Most of us are quiet people. We prefer to live our lives outside of the limelight. We spend our days working to create tiny slices of personal paradise. We follow the rules, work hard, and try not to make waves. We are in fact a silent majority that exists all over the world. We generally only desire to feel safe and secure and to find a bit of joy in our small personal circles. We take note of the problems around us and either attempt to solve them on a local level by offering our help or we use the power of our political voices to choose leaders whom we believe will create more sweeping governmental solutions. For the most part we desire to have peace of mind rather than to be constantly challenged, so we go quietly about our daily routines until situations demand our attention.
The story of mankind seems to repeat certain themes over and over again. Time and again the bullies and tyrants among us take advantage of our tendencies to want to ignore injustices that don’t directly affect us. We look away even as our sense of justice begs us to set things right. We ultimately reach a tipping point beyond which we no longer allow ourselves the luxury of avoidance. We find that heroic part of ourselves that we need to overcome the poisonous evil in our midst and we overthrow it. The dark forces go into hiding for a time and the princes of peace ascend. Still, we need to be aware that as of this moment in time there are still threats that we must take care to watch even as we celebrate the greater good in our midst. It is a balancing act that we and our ancestors have all had to learn to how to perform.
I watch the daily news and read about happenings both local and in the world at large, but try to remember that what I see and hear is not the entire representation of humanity. The bickering is a political creation designed to divide us and create problems between us. The sound and fury is part of a power play by groups intent on making us believe that we must choose sides, label ourselves as this or that. It would be easy to believe that we must ally ourselves like the tribes of old, devoid of any reasoning other than artificial designations of our differences.
I have seen four days of rain inundate my city, making roads impassable and filling homes with muck and mud. Those horrific hours brought out the true character of the millions of people who live in my city as well as those from far away. The boats came to rescue, the workers came to rebuild, the kindness of people was evident in every corner of the metropolis, from the poorest to the wealthiest areas. Nobody stopped to notice race or to inquire about religious beliefs or political affiliations. We were one people and our goodness and resilience momentarily inspired the entire world.

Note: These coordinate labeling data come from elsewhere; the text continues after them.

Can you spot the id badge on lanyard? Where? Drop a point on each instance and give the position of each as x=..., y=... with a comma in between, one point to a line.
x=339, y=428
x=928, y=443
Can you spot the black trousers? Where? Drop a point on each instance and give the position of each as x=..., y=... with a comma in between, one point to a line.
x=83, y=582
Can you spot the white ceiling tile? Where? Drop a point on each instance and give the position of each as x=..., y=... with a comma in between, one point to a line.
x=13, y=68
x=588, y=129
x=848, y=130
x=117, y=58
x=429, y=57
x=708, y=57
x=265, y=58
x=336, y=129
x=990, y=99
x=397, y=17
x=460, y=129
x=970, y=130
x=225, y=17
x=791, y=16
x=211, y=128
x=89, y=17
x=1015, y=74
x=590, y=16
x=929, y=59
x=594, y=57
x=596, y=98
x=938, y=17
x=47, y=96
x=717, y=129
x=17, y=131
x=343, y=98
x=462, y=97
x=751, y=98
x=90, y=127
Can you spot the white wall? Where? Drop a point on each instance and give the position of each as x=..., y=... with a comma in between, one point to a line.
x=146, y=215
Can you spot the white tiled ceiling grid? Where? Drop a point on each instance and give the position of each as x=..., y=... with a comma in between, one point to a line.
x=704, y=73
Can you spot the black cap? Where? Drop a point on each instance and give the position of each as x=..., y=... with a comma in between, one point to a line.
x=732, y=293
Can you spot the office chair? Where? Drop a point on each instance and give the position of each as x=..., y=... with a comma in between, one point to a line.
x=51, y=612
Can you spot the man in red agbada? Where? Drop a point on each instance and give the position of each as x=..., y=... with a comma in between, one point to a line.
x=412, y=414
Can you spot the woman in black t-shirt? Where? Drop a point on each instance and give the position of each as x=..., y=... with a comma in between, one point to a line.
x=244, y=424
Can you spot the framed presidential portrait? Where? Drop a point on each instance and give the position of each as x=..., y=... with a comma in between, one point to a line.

Sadly our news cycle is so rapid that we soon forget the wondrous examples of good that we see. Heroic efforts are replaced by stories of despots and the blathering of political opponents. We fall for the divisiveness and divide ourselves into camps. We see only the horrors around us and we begin to distrust and maybe even dislike anyone who does not think exactly the way we do. We fall for the propaganda that is used to distract us from the truth, which is that we are mostly good people who have a few villains among us. Our differences are not something to fear, but rather our greatest strength, but if we refuse to acknowledge that the truest successes of history have been the stuff of compromise we will quibble to the point of disaster.
The oldest trick in the book is to find ways to make us turn on one another, to view those who are different as our enemies. Right now we are in the midst of a worldwide effort to divide and conquer. We are being used as pawns by power brokers who want us to believe that we should be embattled with anyone who does not appear to be a kindred spirit. We have temporarily lost our ability to work together for common causes. The loudest and most obnoxious voices are calling the shots. Those of moderation are giving up the fight. We seem to have few choices, but we ultimately have the power and we will arise in all of our goodness when push comes to shove. It is what we humans do. We will one day quiet the noise and become the music again.